Available now on VOD. Read our four-star review and interview with director Ben Masters.

Descendant

Margaret Brown returns to her hometown of Mobile, Alabama, where she filmed her 2008 breakout, The Order of Myths, to track the detective work behind uncovering the evidence of a very particular crime: the Clotilda, America's last slaving ship, scuttled in 1860 somewhere in the swamps. As the importation of slavery had been banned four years earlier, the very existence of the Clotilda has been contentious, and Brown portrays how its discovery validated the family histories of the descendants of the community of Africatown.

Streaming now on Netflix. Read our SXSW review and interview with director Margaret Brown.

Shouting Down Midnight

June 26, 2013: a date that will live in Texas political history because of Fort Worth Democratic state Sen. Wendy Davis' filibuster of Senate Bill 5, the Republican effort to strip away reproductive rights. It was actually her second filibuster, after the oft-forgotten disruption of the 2011 school finance bill, and while the night was won, the battle was lost as Gov. Rick Perry simply recalled the Legislature for a special session and passed the bill two weeks later. But as documentarian Gretchen Stoeltje shows, the war rages on through the women inspired by that night to become activists.
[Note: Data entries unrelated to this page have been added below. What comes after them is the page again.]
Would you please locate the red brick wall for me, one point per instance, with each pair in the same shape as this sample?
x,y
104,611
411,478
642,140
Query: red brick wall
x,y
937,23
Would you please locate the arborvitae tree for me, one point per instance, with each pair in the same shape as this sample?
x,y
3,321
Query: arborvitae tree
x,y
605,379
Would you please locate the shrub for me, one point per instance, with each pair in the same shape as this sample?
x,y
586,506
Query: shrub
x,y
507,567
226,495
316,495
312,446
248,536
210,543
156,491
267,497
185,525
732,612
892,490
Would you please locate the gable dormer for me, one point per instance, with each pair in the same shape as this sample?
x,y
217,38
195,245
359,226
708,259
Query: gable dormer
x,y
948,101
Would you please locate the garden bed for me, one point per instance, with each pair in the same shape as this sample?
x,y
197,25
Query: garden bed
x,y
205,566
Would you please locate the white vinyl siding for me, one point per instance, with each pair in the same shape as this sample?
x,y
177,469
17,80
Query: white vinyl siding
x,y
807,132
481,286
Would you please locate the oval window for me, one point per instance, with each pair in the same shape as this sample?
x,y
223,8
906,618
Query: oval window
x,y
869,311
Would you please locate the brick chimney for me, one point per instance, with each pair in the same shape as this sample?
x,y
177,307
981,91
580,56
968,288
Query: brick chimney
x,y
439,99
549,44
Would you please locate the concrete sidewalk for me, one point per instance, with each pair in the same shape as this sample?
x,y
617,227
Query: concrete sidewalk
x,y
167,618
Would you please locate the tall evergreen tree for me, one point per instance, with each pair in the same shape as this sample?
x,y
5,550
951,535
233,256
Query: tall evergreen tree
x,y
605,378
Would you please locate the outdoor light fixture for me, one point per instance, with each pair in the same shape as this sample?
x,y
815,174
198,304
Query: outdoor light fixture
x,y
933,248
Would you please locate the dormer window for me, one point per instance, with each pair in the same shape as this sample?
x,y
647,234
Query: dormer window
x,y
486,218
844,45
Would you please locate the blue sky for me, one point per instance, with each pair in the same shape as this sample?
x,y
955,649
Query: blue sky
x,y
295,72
Streaming now on Peacock. Read our SXSW review and interview with director Gretchen Stoeltje.

There There

Andrew Bujalski was at the heart of the DIY filmmaking revolution known as mumblecore, although he has moved on to bigger, star-studded studio projects like Support the Girls and Results. When the pandemic hit, he responded by going back to his "work with what you have" roots – although what he had was a list of well-known actors (Lili Taylor, Lennie James, Jason Schwartzman, and more) and a series of two-handed, interlocking scenes. Rather than create a single COVID-safe set, Bujalski's experimental piece keeps each performer in splendid isolation, expanding the concept of the Zoom movie beyond the lockdown into a unique inquiry into the spaces between us.

Available now on VOD. Read our review and our interview with director Andrew Bujalski.